Son esprit d'ouverture et la qualité de ses œuvres lui ont valu une reconnaissance internationale, suivie par une exposition commémorative: Chen Zhen, A Tribute, à l'Institut d'Art Contemporain de Boston, en 2000.
Dans Jue Chang - 50 coups pour chacun (1998), des peaux d'animaux sont tendues sur une centaine de chaises et de lits liés ensemble en cercle; très remarquée durant la Biennale de Venise 1999, les visiteurs sont invités à frapper ces percussions pour créer une "voix collective". Des moines tibétains avaient également été conviés à participer à ce processus, dont les références religieuses sont explicites, quoique non restrictives.

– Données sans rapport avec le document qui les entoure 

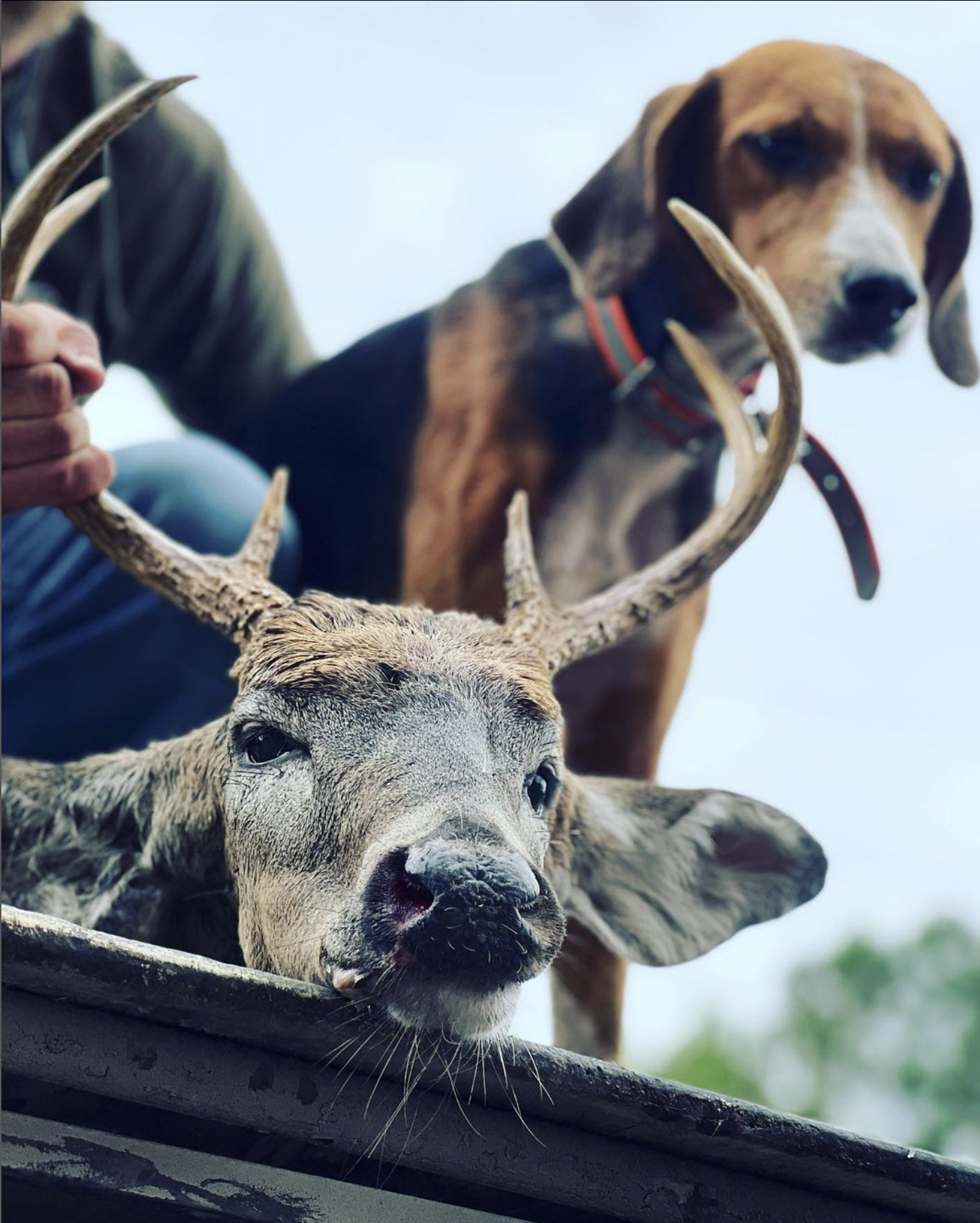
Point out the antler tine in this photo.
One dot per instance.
(41, 188)
(231, 593)
(259, 550)
(56, 223)
(606, 618)
(529, 609)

Dans Zen Garden et Paysage du Corps Intérieur, les organes humains prennent une dimension sculpturale monumentale, à la croisée des représentations orientales et occidentales du corps.

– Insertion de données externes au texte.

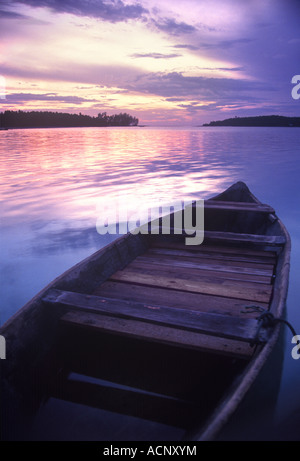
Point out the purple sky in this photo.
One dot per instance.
(165, 62)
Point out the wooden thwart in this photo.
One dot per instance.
(179, 299)
(250, 291)
(237, 206)
(156, 333)
(207, 264)
(246, 238)
(213, 324)
(230, 253)
(194, 273)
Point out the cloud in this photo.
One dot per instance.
(175, 84)
(172, 27)
(226, 44)
(24, 97)
(11, 15)
(103, 75)
(110, 10)
(187, 47)
(155, 55)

«Les Français disent "c'est du chinois" pour indiquer quelque chose d'incompréhensible. Je le prends comme un très grand compliment. Cela montre que les Chinois n'abordent pas les problèmes de front et qu'ils commencent par ne rien affirmer. Nous nous exprimons par allusions, évocations, par métaphores en nous servant d'un prétexte, d'un paradoxe, d'un renversement d'idée, d'un euphémisme.»
«Dans la réalisation de mes projets artistiques, le concept sème et les mains récoltent. Je reste encore aujourd'hui un paysan, dans le sens où mes mains m'assurent chaque fois de la qualité de la cueillette. Je crois à l'intelligence de la main, et surtout à la force d'équilibre entre main et savoir. Si mes pensées se situent dans l'ombre, alors mes mains deviennent lumière. Mes mains représentent la moitié de mon œuvre, de mon cerveau et de mon existence.»